Galleria Rossonera
Oltre cento anni di ritratti e personaggi
Carruezzo, ovvero la storia di un capitano coraggioso: umiltà ed entusiasmo ingredienti indispensabili per arrivare
12/03/2009 11:04
Toni Carruezzo è un ragazzo di quasi quarant’anni che ha ancora
l’entusiasmo di un ventenne. Lo aveva anche quando giocava a calcio, lo
ha adesso che si occupa di rintracciare, in Italia, ma, soprattutto,
all’estero, giovani potenzialmente capaci di esprimersi nei nostri
campionati. "A novembre darò l’esame per procuratore – dice – e se va
tutto bene inizierò questa nuova avventura alla quale, tra l’altro, sto
dedicando gran parte del mio tempo". Non sente nostalgia del tappeto
verde, è consapevole di aver rifiutato un’occasione d’oro, ossia un
contratto biennale che Giuliano Giuliani gli aveva proposto l’estate
passata. "E’ stato un bel gesto e per me sarebbe stata una buonissima
opportunità – spiega il capitano rossonero – ma, ormai, avevo dato la
parola alle persone per conto delle quali sto facendo il talenti scout,
non me la sono sentita di lasciare tutto. Inoltre, può sembrare strano,
ma io ero arrivato al punto in cui sapevo benissimo che avrei dovuto
cambiare lavoro e poiché quello che sto facendo mi piace moltissimo,
non avrebbe avuto senso rimandare questa avventura di altri due anni".

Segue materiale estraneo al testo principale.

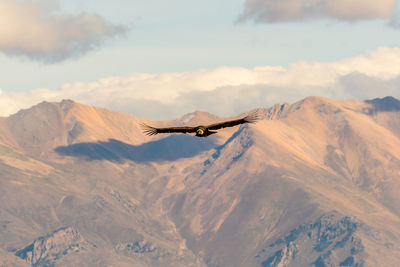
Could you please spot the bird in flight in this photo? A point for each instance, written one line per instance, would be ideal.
(201, 131)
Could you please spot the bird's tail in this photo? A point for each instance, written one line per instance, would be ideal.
(148, 130)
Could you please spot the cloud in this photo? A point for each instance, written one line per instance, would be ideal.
(297, 10)
(227, 91)
(38, 30)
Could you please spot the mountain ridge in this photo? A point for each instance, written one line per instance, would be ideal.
(178, 200)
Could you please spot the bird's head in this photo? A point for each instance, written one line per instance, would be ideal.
(200, 131)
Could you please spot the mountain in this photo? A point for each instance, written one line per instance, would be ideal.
(314, 183)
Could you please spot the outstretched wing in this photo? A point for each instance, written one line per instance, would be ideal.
(149, 130)
(251, 118)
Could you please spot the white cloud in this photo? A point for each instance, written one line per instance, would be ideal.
(226, 91)
(295, 10)
(38, 30)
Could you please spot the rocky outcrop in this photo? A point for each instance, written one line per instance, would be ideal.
(46, 250)
(329, 241)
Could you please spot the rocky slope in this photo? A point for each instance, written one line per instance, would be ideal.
(315, 183)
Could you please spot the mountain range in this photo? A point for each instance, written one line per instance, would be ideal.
(313, 183)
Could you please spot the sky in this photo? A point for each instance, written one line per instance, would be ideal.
(163, 59)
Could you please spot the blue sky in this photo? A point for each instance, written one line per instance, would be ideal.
(160, 37)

Come sono lontani i tempi in cui, anno di grazia 1986, Carruezzo
esordiva nel Brindisi in C1 a soli 16 anni, gli ultimi venti minuti
dell’ultima partita di campionato. Eppure l’umiltà e la capacità di
saper ascoltare, di assorbire come una spugna ciò che ritiene giusto
apprendere e comprendere, sono sempre gli stessi di 23 anni fa. "Sono
nato a Brindisi nel 1969 – racconta Carruezzo – a 16 anni esordii con
il Brindisi in C1 a Siena, entrando a 20’ dalla fine. Venivo da una
famiglia semplice, modesta, dove talvolta si faceva anche fatica ad
arrivare alla fine del mese. Mio padre era operaio, mia madre
casalinga. Noi eravamo quattro fratelli, due maschi e due femmine e,
per di più, vivevamo insieme ai nonni materni. Eravamo, in sostanza,
una sorta di famiglia allargata a cugini, zii e altri parenti, con
enormi tavolate durante le feste e gente sempre in giro per la casa.

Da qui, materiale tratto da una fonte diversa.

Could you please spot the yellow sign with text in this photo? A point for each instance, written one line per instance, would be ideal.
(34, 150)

Per un ragazzo del Sud poter aspirare, un giorno, di giocare a pallone,
era un sogno irealizzabile e inimmaginabile. Fare il professionista,
insomma, una specie di miraggio. Ricordo benissimo che quando fui
acquistato da una società di serie B, per un mese esultai ritenendomi
l’uomo più felice del mondo. Adesso, se si va a parlare con un
quindicenne che, magari, ha delle qualità e gliele sono state
riconosciute, già parla di Milan e Juve come se tutto fosse scontato.

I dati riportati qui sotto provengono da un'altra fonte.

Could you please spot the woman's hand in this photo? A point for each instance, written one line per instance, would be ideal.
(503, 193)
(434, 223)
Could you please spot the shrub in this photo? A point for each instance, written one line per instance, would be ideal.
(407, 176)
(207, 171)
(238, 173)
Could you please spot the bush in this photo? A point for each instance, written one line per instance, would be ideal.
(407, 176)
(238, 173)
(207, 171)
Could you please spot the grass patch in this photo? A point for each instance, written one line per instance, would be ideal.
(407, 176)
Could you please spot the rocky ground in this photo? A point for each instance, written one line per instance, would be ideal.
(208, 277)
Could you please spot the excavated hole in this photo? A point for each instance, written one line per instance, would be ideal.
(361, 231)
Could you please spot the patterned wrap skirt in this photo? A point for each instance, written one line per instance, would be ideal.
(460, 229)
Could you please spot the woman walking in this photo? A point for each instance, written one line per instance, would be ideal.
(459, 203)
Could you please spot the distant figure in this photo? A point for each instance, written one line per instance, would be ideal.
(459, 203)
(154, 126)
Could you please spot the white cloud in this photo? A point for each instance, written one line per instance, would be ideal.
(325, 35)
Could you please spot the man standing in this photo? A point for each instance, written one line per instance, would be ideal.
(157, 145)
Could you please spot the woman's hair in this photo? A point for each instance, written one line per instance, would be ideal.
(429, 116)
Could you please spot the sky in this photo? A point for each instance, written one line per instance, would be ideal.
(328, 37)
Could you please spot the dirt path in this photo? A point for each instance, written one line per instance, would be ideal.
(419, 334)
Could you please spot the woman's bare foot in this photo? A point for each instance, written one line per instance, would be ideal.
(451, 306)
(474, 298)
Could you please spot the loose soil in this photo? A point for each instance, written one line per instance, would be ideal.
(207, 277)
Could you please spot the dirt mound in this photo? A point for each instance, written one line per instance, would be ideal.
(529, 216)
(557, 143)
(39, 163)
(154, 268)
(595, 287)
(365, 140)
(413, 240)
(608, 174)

Non è così e non è nemmeno colpa loro. La colpa è dell’ambiente. Anche
ai miei tempi giravano dei soldi, ma adesso tutto è esasperato, ci sono
persone che ruotano intorno al mondo del pallone e ci vogliono
mangiare. Io non portavo, magari, le borse degli altri calciatori
titolari in prima squadra, ma rammento benissimo che, in occasione di
una partita fondamentale per la permanenza in categoria, io dissi ai
miei compagni più grandi che se ci fossimo alvati mi avrebbero dovuto
regalare le loro scarpe usate. E questo perché non è che avessi chissà
quale possibilità di comprarmene più paia".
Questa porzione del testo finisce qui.